To address the lead plumbing issues, piping was only purchased from vendors in California & Vermont where new laws require lead free alternatives. The Bullitt Center now boasts ABC plastic in place of the PVC wiring standards. In the pursuit of clean concrete, they went through dozens of batches until a locally sourced product that was reliable and completely toxin free was found. Though the Challenge forced the Bullitt Center team to reject standard products, the process further refined their problem solving skills and opened them up to a number of new techniques. Ultimately, that capability will make them desirable to interested firms down the line.
A survey conducted by the Association of American Colleges & Universities corroborates that. The AACU found that 93% of employers believe a candidate’s demonstrated ability “to think critically […] and solve complex problems is more important than their undergraduate major.” So basically, if you can problem-solve and decode any challenge on the job, you can easily close skills gap, making yourself an incredible commodity.
Move to the forefront of the industry
The techniques being employed within these buildings to give them their net zero energy & water consumption are at the forefront of sustainable engineering. The Bullitt Center is 80 percent more energy efficient than any other metropolitan Seattle high rise. The building boasts advanced design layouts that maximize photovoltaic grids and exposes the building to higher levels of natural light.

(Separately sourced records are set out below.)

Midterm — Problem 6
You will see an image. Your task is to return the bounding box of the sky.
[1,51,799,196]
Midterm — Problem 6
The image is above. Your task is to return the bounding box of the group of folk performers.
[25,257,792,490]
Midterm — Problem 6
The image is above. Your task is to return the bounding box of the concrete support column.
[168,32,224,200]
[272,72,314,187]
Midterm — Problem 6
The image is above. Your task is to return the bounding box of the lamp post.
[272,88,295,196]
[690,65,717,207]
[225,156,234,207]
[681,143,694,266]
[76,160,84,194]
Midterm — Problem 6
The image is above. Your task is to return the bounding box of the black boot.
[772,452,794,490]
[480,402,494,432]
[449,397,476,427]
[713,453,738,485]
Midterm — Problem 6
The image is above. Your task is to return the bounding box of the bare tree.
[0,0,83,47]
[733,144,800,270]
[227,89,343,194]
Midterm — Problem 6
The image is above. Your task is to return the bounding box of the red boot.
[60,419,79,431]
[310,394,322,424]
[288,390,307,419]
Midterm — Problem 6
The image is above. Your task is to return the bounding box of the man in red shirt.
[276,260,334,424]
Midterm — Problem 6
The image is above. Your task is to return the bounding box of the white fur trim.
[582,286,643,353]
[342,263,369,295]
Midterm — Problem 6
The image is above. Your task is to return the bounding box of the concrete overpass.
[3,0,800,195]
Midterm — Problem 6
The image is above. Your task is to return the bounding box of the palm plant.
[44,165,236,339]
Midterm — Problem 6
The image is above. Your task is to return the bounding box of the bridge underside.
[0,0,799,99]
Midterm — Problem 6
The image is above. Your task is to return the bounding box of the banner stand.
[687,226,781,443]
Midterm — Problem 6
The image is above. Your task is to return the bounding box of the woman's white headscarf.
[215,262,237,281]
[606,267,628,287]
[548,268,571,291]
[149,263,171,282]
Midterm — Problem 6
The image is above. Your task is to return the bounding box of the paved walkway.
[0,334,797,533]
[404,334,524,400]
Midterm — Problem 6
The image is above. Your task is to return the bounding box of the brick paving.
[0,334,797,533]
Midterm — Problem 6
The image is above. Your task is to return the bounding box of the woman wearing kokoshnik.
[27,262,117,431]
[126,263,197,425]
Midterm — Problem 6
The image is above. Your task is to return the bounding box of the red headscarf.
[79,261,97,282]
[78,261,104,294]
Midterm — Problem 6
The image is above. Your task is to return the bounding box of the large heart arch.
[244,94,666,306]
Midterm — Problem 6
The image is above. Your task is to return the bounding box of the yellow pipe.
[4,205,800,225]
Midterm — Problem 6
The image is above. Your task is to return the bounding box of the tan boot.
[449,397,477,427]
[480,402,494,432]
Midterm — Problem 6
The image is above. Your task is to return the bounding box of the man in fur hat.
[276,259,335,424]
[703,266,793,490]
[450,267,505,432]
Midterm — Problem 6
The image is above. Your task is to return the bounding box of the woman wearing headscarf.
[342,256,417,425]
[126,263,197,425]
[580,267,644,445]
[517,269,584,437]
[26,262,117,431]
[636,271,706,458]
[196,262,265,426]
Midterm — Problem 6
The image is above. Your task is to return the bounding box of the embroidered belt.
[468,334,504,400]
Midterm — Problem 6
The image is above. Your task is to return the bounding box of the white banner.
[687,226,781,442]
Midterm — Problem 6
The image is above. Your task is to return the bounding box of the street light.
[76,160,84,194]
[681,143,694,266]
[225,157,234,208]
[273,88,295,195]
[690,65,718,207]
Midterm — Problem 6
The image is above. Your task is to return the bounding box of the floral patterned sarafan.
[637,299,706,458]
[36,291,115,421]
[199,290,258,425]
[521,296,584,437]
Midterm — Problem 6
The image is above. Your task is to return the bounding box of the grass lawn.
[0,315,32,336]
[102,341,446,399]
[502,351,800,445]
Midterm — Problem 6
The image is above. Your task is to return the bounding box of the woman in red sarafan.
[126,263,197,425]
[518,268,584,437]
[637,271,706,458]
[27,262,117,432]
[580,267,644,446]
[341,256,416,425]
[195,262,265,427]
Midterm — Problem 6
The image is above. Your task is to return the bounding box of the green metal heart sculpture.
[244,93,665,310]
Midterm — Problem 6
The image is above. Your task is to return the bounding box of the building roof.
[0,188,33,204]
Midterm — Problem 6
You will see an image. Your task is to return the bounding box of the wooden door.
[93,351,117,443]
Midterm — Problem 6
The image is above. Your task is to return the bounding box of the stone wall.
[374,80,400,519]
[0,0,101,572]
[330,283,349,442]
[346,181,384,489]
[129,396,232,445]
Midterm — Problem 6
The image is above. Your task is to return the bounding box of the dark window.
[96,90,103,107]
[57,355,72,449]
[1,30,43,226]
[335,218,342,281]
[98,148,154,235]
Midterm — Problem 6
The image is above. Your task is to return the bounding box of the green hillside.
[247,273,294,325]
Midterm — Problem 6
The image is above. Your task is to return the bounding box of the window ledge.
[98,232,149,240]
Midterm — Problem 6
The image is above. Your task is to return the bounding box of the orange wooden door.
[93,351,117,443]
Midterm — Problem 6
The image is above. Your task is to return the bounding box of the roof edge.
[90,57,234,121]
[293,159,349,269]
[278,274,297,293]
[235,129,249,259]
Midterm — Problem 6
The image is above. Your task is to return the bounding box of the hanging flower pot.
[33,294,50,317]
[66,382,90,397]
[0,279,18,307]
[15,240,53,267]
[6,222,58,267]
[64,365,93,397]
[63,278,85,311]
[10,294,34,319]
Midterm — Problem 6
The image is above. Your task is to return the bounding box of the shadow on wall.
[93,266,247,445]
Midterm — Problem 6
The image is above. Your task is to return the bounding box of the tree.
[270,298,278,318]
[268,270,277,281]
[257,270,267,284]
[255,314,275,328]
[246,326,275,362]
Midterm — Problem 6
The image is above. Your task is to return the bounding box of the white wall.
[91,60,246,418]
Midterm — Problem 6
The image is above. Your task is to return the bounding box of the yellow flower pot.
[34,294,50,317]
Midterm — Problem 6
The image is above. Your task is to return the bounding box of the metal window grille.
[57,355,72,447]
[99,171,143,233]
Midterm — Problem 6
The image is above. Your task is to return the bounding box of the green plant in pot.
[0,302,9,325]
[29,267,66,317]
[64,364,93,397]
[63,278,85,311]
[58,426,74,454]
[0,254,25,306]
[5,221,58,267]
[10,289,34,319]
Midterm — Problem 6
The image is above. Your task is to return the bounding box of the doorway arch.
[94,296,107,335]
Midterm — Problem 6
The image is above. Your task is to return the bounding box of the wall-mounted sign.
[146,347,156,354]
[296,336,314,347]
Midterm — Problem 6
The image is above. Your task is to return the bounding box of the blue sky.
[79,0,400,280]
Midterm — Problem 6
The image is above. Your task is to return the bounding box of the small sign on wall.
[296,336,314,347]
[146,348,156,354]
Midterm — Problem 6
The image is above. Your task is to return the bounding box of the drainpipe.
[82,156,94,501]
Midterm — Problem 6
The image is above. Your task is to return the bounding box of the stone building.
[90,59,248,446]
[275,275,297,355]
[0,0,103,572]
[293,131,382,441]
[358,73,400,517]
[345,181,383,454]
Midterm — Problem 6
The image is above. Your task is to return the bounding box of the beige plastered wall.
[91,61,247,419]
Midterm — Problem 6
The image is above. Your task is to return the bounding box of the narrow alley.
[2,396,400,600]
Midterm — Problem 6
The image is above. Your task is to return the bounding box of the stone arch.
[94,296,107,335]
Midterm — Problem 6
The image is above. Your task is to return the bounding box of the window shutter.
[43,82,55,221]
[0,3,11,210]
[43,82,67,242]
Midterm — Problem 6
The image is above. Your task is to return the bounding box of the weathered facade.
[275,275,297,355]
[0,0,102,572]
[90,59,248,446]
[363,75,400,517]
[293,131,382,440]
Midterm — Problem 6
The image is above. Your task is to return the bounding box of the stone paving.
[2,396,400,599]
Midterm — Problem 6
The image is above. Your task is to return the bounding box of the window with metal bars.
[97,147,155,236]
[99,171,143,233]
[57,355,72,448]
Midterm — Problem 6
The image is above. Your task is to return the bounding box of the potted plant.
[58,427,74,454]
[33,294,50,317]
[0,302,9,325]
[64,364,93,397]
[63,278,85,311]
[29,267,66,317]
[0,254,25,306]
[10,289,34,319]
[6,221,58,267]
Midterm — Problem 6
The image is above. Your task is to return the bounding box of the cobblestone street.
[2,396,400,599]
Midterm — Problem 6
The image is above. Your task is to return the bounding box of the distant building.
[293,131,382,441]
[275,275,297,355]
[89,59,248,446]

Rainwater will be collected and eventually satisfy all of the water needs of the building’s sink, shower, & fire sprinkler systems. The building even sports the world’s first six-story composting toilet system that operates without using chemicals or giving the building a pungent smell. It truly breaks bounds and as more innovators attempt the challenge, we’ll see even more inventive solutions to combat old problems.
Take the first step
“It’s impossible to say that something is impossible if it exists,” says Dennis Hayes, founder of the Bullitt foundation. Take a chance on the Living Building Challenge and find out for yourself.